Genomic Science Program
U.S. Department of Energy | Office of Science | Biological and Environmental Research Program

2023 Abstracts

Changes in Amino Acid Distribution Across Populus trichocarpa Roots with and Without Microbes in a Rhizosphere-on-a-Chip Habitat


John F. Cahill* ([email protected]), Courtney Walton, Muneeba Khalid, Vilmos Kertesz, Scott T. Retterer, and Jennifer Morrell-Falvey


Oak Ridge National Laboratory


The goal of this project is to develop new technologies to image changes in chemistry occurring in the rhizosphere in living biosystems. The team created in situ Liquid Extraction Mass Spectrometry (in situ-LE-MS), a liquid microjuction-surface sampling probe mass spectrometry (LMJ-SSP-MS) imaging modality that enables non-destructive imaging of plant rhizospheres with broad chemical coverage and chemical specificity. In situ measure of amino acid distributions was achieved for Populus cuttings grown in a synthetic rhizosphere-on-a-chip system. Amino acid distributions varied across the Populus root structure. When co-cultured with and without rhizosphere bacteria, amino acid distributions were altered in a species-specific manner. These data shed unique insights into the high degree of spatial variance in root exudate occurring within the rhizosphere.

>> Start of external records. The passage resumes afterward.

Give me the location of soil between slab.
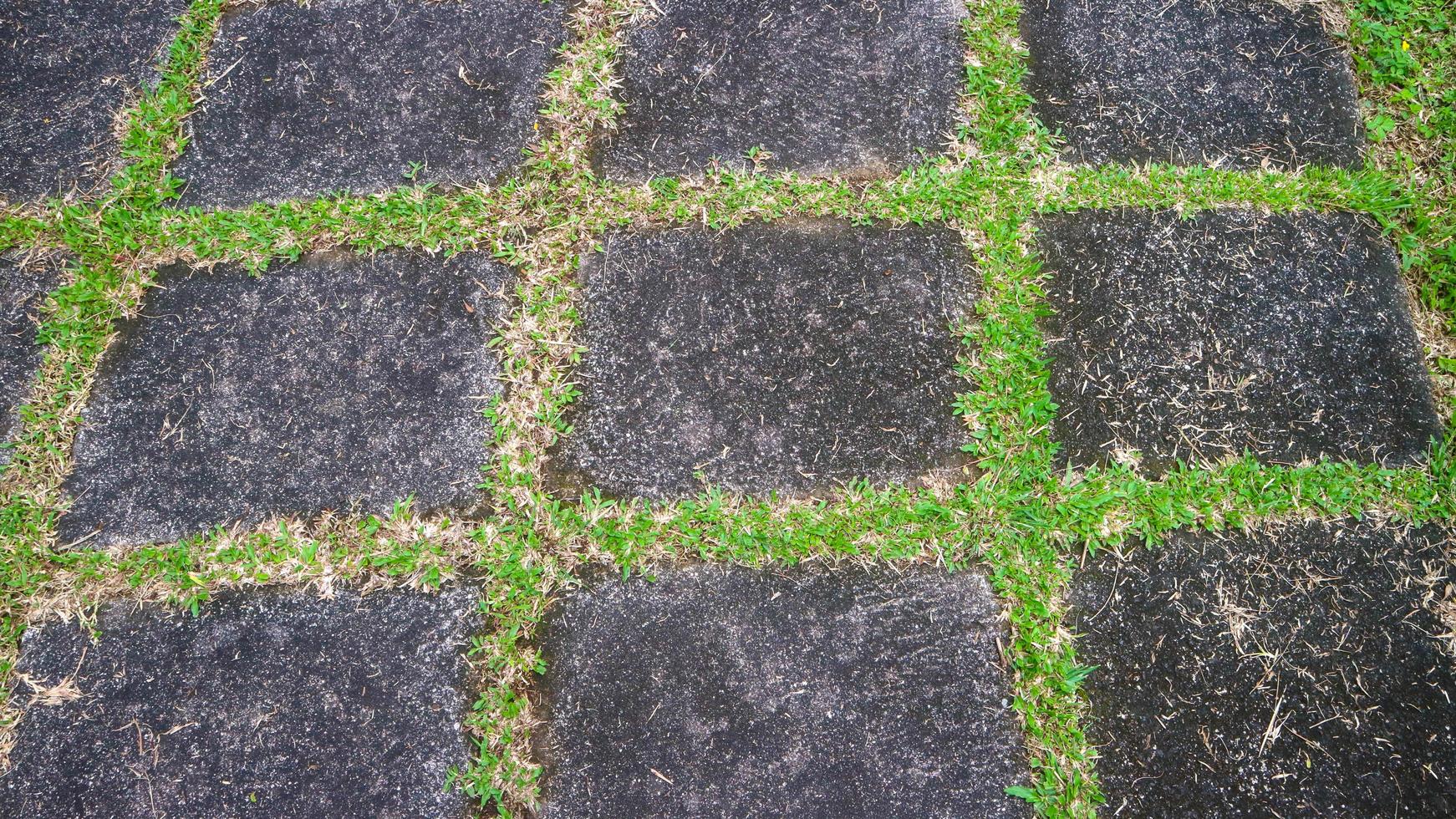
[1036,211,1442,474]
[595,0,965,182]
[173,0,571,206]
[543,566,1028,819]
[59,252,511,546]
[549,220,975,497]
[0,588,479,819]
[0,253,59,465]
[1021,0,1363,167]
[0,0,188,202]
[1070,521,1456,819]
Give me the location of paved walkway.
[0,0,1456,819]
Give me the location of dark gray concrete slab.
[0,253,61,464]
[1070,521,1456,819]
[543,566,1028,819]
[59,252,511,546]
[0,0,188,202]
[550,220,975,497]
[598,0,965,182]
[1021,0,1363,167]
[0,589,481,819]
[1036,211,1440,474]
[173,0,569,206]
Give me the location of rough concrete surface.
[549,220,975,497]
[0,253,59,464]
[0,0,188,202]
[0,588,481,819]
[1021,0,1364,167]
[543,566,1028,819]
[173,0,569,206]
[1070,521,1456,819]
[597,0,965,182]
[1036,210,1442,474]
[59,252,511,546]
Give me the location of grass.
[0,0,1456,816]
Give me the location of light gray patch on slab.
[1069,521,1456,819]
[547,220,975,497]
[0,0,188,202]
[540,566,1028,819]
[0,253,61,465]
[59,252,512,546]
[1021,0,1364,167]
[172,0,571,206]
[595,0,965,182]
[1036,210,1442,474]
[0,588,481,819]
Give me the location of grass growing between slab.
[0,0,1456,816]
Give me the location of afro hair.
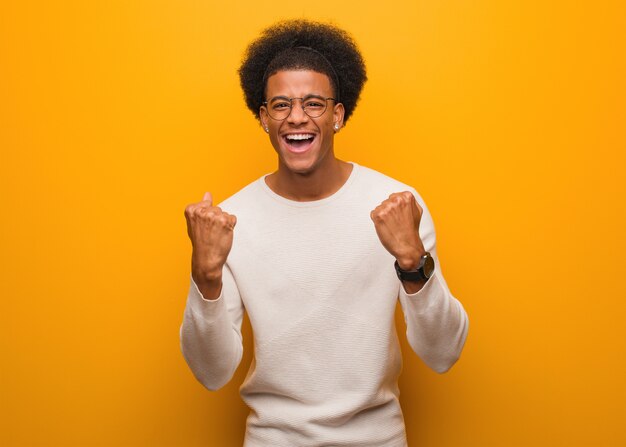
[239,20,367,123]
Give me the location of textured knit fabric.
[181,163,468,447]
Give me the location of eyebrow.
[268,93,324,102]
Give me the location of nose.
[287,98,309,124]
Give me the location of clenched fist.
[370,191,426,270]
[185,192,237,298]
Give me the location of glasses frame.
[263,94,337,121]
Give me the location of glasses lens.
[267,96,328,120]
[267,98,291,120]
[302,96,326,118]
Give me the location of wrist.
[191,265,223,284]
[396,247,426,270]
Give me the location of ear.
[259,106,269,130]
[333,103,346,129]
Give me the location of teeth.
[286,133,313,140]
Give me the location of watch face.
[424,254,435,278]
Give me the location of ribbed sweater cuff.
[187,277,228,322]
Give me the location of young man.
[181,21,468,447]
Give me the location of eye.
[271,101,291,110]
[304,99,324,109]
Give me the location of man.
[181,20,468,447]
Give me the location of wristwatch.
[394,252,435,281]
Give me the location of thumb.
[202,192,213,205]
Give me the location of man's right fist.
[185,192,237,284]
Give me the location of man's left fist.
[370,191,426,270]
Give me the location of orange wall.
[0,0,626,447]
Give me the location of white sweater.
[181,163,468,447]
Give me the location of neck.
[266,157,352,202]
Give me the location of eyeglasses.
[263,95,336,121]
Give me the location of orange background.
[0,0,626,447]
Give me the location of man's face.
[260,70,344,174]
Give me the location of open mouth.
[284,133,315,152]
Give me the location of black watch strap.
[394,252,435,281]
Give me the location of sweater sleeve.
[399,190,469,373]
[180,265,244,390]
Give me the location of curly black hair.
[239,19,367,124]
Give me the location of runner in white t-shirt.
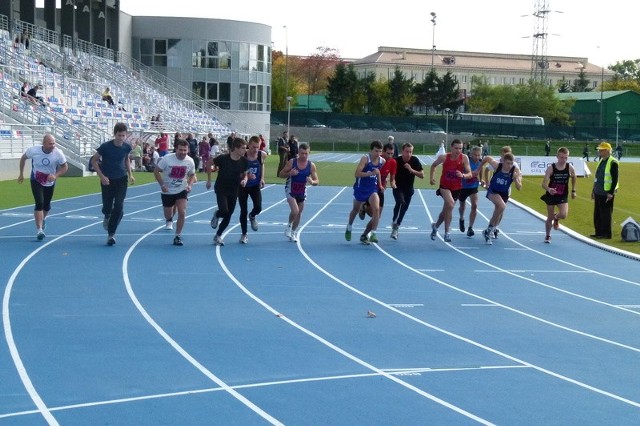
[153,139,197,246]
[18,134,69,241]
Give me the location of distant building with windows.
[353,47,614,103]
[127,13,272,132]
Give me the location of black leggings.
[238,185,262,234]
[100,176,129,235]
[31,179,54,212]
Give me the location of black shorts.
[458,186,478,203]
[436,188,461,201]
[160,189,188,207]
[540,192,568,206]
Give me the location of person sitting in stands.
[102,87,116,105]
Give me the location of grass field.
[0,155,640,254]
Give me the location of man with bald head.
[18,134,69,241]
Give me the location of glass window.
[238,43,249,71]
[218,83,231,109]
[207,83,218,101]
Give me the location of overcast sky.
[39,0,640,65]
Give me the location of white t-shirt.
[157,154,196,194]
[24,145,67,186]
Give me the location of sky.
[40,0,640,66]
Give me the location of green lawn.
[0,155,640,254]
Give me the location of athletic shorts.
[160,189,188,207]
[458,186,478,203]
[540,192,568,206]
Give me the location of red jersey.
[380,158,398,189]
[440,153,464,191]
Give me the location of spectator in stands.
[258,134,268,153]
[142,146,160,172]
[198,133,211,172]
[209,138,220,158]
[27,84,47,106]
[154,132,169,157]
[102,87,116,105]
[227,132,236,152]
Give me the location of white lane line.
[0,365,529,419]
[418,191,640,316]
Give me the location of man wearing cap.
[591,142,619,239]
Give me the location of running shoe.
[211,210,220,229]
[391,223,399,240]
[358,203,367,220]
[482,229,493,245]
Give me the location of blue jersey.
[284,158,311,199]
[489,163,516,194]
[462,158,482,189]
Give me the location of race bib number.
[291,182,305,194]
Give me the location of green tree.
[609,59,640,81]
[571,68,591,92]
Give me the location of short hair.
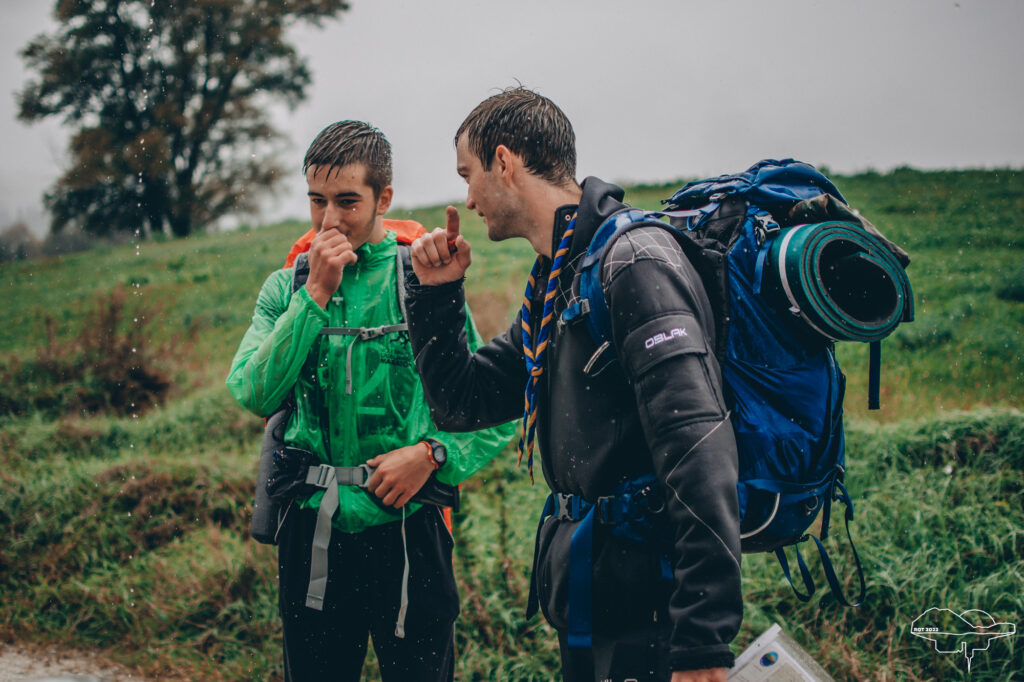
[302,121,391,198]
[455,85,575,184]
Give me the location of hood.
[551,177,626,260]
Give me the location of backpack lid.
[665,159,846,215]
[285,218,427,267]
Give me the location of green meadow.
[0,169,1024,681]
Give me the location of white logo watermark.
[910,606,1017,673]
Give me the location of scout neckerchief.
[518,213,575,483]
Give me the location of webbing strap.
[568,507,594,649]
[775,536,814,601]
[319,323,409,395]
[526,493,555,620]
[394,505,409,639]
[306,468,338,611]
[775,480,867,606]
[526,476,672,649]
[306,464,374,611]
[867,341,882,410]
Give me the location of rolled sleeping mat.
[763,221,913,342]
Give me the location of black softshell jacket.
[408,178,742,670]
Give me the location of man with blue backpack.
[408,87,742,682]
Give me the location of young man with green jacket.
[227,121,512,681]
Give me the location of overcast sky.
[0,0,1024,232]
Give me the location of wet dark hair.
[302,121,391,199]
[455,85,575,185]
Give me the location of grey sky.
[0,0,1024,233]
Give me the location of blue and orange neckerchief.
[518,213,577,483]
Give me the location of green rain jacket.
[227,231,515,532]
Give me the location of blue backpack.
[563,159,913,606]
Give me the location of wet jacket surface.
[408,178,742,670]
[227,231,514,532]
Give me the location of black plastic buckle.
[555,493,577,521]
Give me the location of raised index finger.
[444,206,459,253]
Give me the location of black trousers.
[278,505,459,682]
[558,612,672,682]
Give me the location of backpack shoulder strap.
[394,242,413,321]
[292,253,309,294]
[561,208,689,376]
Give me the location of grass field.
[0,163,1024,680]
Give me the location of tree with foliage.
[18,0,348,237]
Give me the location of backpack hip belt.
[526,474,672,648]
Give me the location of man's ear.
[377,184,394,215]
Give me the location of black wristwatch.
[423,438,447,470]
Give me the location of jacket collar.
[551,177,626,261]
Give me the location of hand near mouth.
[306,229,358,309]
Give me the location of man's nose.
[321,204,341,229]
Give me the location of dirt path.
[0,643,151,682]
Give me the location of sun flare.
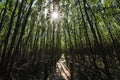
[51,11,59,21]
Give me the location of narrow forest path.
[48,54,70,80]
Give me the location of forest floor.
[48,54,70,80]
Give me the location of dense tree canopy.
[0,0,120,80]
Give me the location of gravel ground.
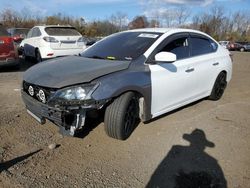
[0,52,250,188]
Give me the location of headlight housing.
[49,84,99,105]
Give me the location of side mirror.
[155,52,177,63]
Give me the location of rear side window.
[191,36,218,56]
[45,27,81,36]
[160,36,189,60]
[32,27,42,37]
[0,25,9,36]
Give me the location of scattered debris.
[48,143,56,150]
[215,116,233,122]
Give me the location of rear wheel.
[104,92,139,140]
[240,48,245,52]
[209,72,227,101]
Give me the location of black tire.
[104,92,139,140]
[36,49,43,63]
[240,48,245,52]
[209,72,227,101]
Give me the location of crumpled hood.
[23,56,130,88]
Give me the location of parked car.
[0,25,19,68]
[20,25,86,62]
[22,28,232,140]
[240,42,250,52]
[227,42,243,51]
[219,41,229,49]
[7,28,30,45]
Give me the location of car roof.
[34,25,74,28]
[127,28,208,34]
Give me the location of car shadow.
[146,129,227,188]
[0,149,42,173]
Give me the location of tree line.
[0,6,250,41]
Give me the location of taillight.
[43,37,59,43]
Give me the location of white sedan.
[20,25,86,62]
[22,28,232,140]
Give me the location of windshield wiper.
[87,55,106,59]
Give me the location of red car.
[0,25,19,67]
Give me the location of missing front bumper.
[22,92,86,136]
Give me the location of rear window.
[45,27,80,36]
[13,28,29,35]
[0,25,9,36]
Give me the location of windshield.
[81,32,161,61]
[45,27,81,36]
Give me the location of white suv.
[20,25,86,62]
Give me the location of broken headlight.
[49,84,98,105]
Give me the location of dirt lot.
[0,52,250,188]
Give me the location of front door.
[149,33,199,117]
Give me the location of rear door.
[190,33,219,96]
[45,27,84,50]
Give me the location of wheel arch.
[108,87,152,122]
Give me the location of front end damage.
[21,82,109,136]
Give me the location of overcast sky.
[0,0,250,21]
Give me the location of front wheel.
[104,92,139,140]
[209,72,227,101]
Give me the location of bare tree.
[175,6,191,27]
[129,16,148,29]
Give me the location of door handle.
[186,68,194,72]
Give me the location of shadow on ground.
[146,129,227,188]
[0,149,42,173]
[0,58,36,73]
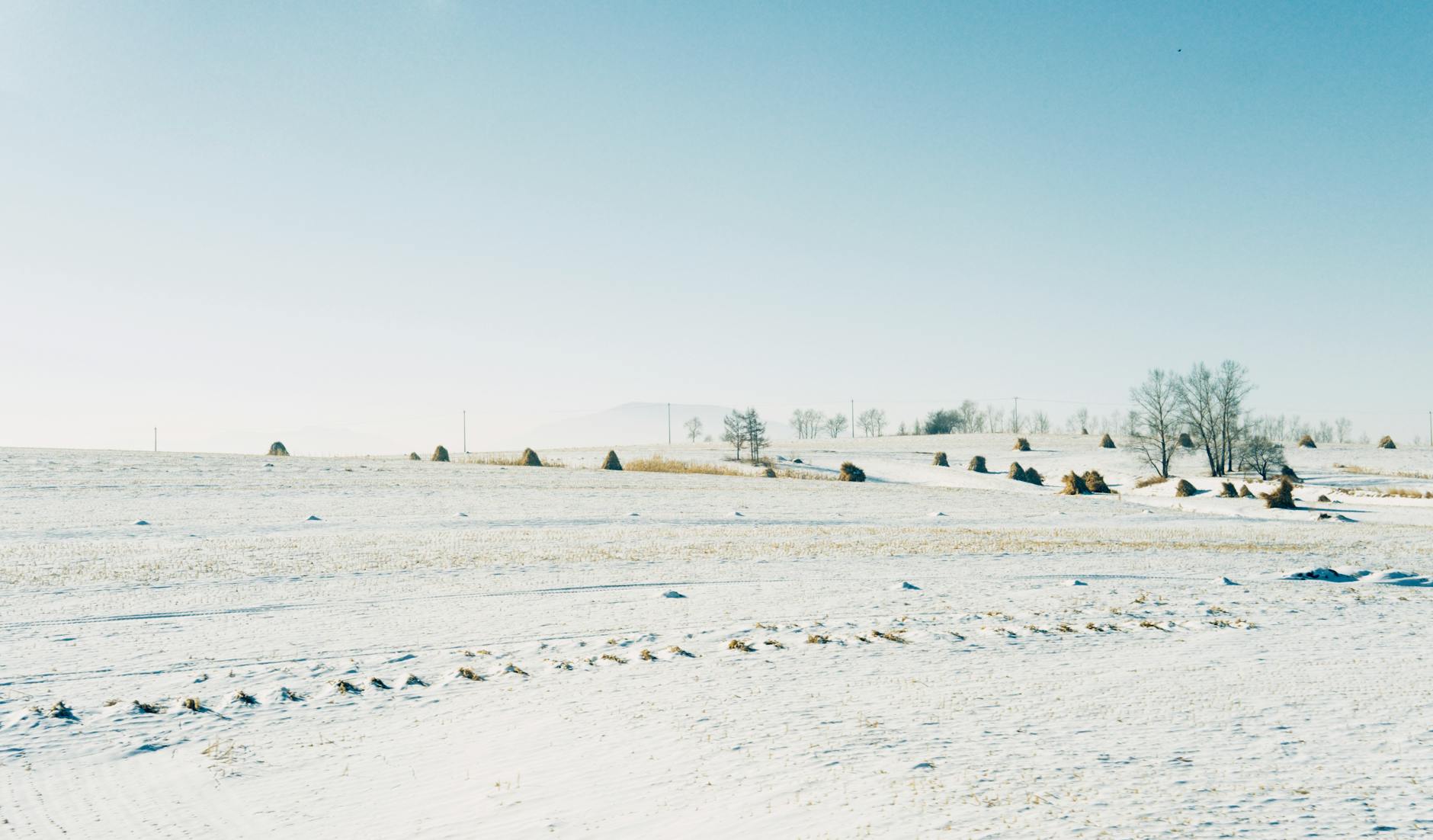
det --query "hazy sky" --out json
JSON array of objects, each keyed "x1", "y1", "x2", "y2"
[{"x1": 0, "y1": 0, "x2": 1433, "y2": 450}]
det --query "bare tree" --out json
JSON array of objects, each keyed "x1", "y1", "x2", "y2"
[
  {"x1": 1129, "y1": 367, "x2": 1182, "y2": 479},
  {"x1": 736, "y1": 407, "x2": 771, "y2": 460},
  {"x1": 855, "y1": 409, "x2": 886, "y2": 438},
  {"x1": 721, "y1": 409, "x2": 746, "y2": 460}
]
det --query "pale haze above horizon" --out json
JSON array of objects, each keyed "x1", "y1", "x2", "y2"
[{"x1": 0, "y1": 0, "x2": 1433, "y2": 451}]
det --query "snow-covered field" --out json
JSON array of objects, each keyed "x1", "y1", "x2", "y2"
[{"x1": 0, "y1": 436, "x2": 1433, "y2": 837}]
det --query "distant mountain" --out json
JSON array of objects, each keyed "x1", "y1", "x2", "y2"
[{"x1": 523, "y1": 402, "x2": 791, "y2": 447}]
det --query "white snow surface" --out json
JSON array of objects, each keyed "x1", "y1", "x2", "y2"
[{"x1": 0, "y1": 436, "x2": 1433, "y2": 837}]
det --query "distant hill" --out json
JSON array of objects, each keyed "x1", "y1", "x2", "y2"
[{"x1": 524, "y1": 402, "x2": 791, "y2": 447}]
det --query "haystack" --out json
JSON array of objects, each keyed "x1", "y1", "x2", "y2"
[
  {"x1": 1060, "y1": 473, "x2": 1089, "y2": 496},
  {"x1": 1082, "y1": 470, "x2": 1112, "y2": 493},
  {"x1": 1258, "y1": 479, "x2": 1296, "y2": 510}
]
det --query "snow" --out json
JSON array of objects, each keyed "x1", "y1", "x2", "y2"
[{"x1": 0, "y1": 436, "x2": 1433, "y2": 837}]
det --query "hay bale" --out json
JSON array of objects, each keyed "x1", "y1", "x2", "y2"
[
  {"x1": 1258, "y1": 479, "x2": 1297, "y2": 510},
  {"x1": 1081, "y1": 470, "x2": 1112, "y2": 493},
  {"x1": 1060, "y1": 473, "x2": 1089, "y2": 496}
]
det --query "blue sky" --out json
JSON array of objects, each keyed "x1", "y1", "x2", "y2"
[{"x1": 0, "y1": 0, "x2": 1433, "y2": 450}]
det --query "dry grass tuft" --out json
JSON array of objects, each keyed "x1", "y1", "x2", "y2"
[
  {"x1": 1060, "y1": 473, "x2": 1089, "y2": 496},
  {"x1": 1083, "y1": 470, "x2": 1112, "y2": 493},
  {"x1": 1260, "y1": 479, "x2": 1297, "y2": 510}
]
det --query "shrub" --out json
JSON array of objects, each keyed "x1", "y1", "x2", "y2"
[
  {"x1": 1082, "y1": 470, "x2": 1111, "y2": 493},
  {"x1": 1060, "y1": 473, "x2": 1089, "y2": 496},
  {"x1": 1260, "y1": 479, "x2": 1296, "y2": 510}
]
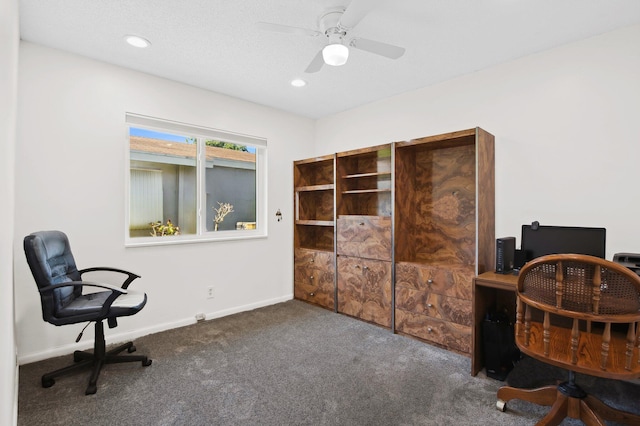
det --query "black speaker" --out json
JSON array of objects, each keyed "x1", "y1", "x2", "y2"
[
  {"x1": 482, "y1": 311, "x2": 520, "y2": 380},
  {"x1": 496, "y1": 237, "x2": 516, "y2": 274}
]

The rhizosphere is an incredibly complex environment, containing thousands of unique exogenous chemical species oriented in a complex spatial network. Such compounds are known to affect plant-microbe organization, interactions, and, ultimately, growth and survivability. Due to its importance, the role of exogenous compounds in the rhizosphere is under much investigation, specifically the relation between plant physiology and the spatiotemporal distribution of molecular components. However, measure of the spatial distribution of exogenous compounds in the rhizosphere is challenging given the complex and dynamic nature of the environment. Compounds include, among others, organic acids, polysaccharides, proteins, and amino acids (AAs) which can exhibit a variety of roles in the rhizosphere including acting as a nutrient source for microbial colonization or a deterrent against pathogenic species. The exudation of AAs is one of the biggest components of plant carbon loss, which when released into carbon-deficient soil can lead to significantly enhanced hot-spots of microbial growth. In turn, microbes alter the relative distribution of exuded AAs, which can then be re-assimilated in the plant. Direct measurement of AA distribution within the rhizosphere is challenging due to the complex and dynamic nature of the environment and the limited accessibility of the rhizosphere for analysis. However, even for abundant molecules, like AAs, little is known of how they are spatially distributed along plant roots, how their distribution changes over time, and how their distribution affects microbial composition and, ultimately, plant health.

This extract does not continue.